Selective attention is a key practice to help us process our busy world.
Today on The Academic Minute: Eric Taylor, post-doctoral research fellow in the department of psychology at the University of Toronto, discusses the two modes of information selecting we use and whether they’re automatic.
Eric is a post-doctoral research fellow in the department of psychology at the University of Toronto. His research explores the interactions between action, intention, and visual attention. He also teaches classes at the University of Toronto, specializing in visual cognition. Eric received his undergraduate degree in psychology (BSc) from the University of Western Ontario, and his doctoral degree from Purdue University. Eric is from Halifax.
The visual world contains too much information for the human mind to process. We get around this limitation using selective attention – to pick out the information that matters.

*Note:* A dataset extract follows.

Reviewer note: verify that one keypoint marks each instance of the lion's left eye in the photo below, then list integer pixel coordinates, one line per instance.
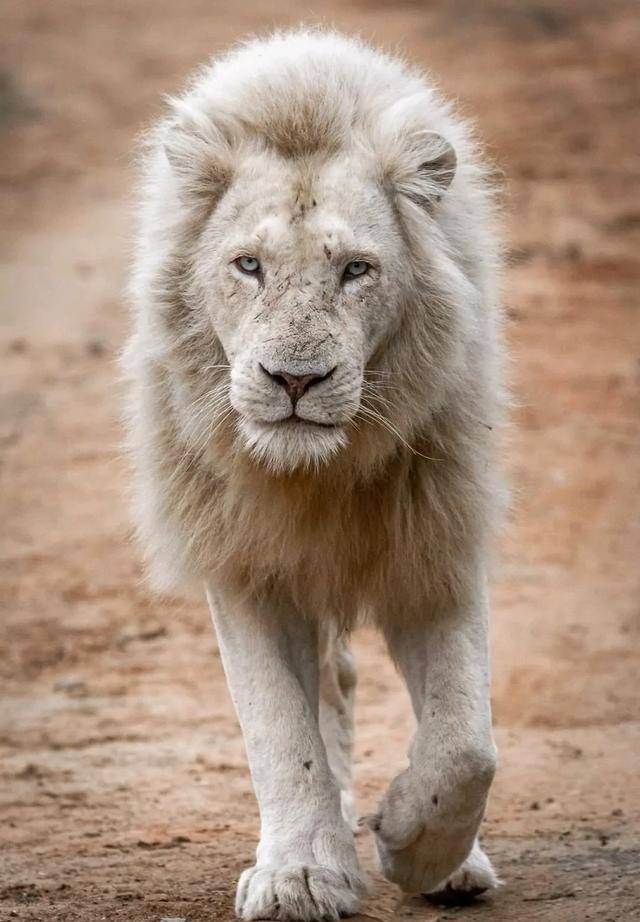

For example, if you were driving on the highway, you would attend to other cars and road signs while ignoring the bobblehead on your dashboard. Our actions and behaviours depend on what information is selected and what information is ignored.
Broadly speaking, attention selects information in two modes: Spatially, like a spotlight illuminating all stimuli in one region, or by selecting objects as discrete units. Scientists in our field agree that attention uses both space-based and object-based modes of selection under different circumstances, but they disagree on when we use the object-based mode. Some scientists think it is a default, automatic mode, whereas others argue for the strategic deployment of object-based selection. In our study, we directly tested the automaticity of the object-based mode.
Object-based selection is demonstrated in the lab by showing that attending to part of an object speeds perception of the entire object. In our study, participants searched for red or green targets, which were superimposed on parallel rectangles, which were also presented in red or green. Participants were faster to perceive the target when they attended to any region of the same rectangle – evidence for object-based selection. But this advantage only emerged when the object colour matched the target colour. When participants guided attention toward the target colour – say, red – red rectangles were used for attentional selection. When they guided attention toward the non-target colour – say, green – we observed only location-specific advantages; no evidence for object-based selection.
In other words, we found that one of attention’s two main modes of selection can be turned off, as it were, through internal guidance. If object-based selection were truly automatic, it would occur regardless of how we focus attention.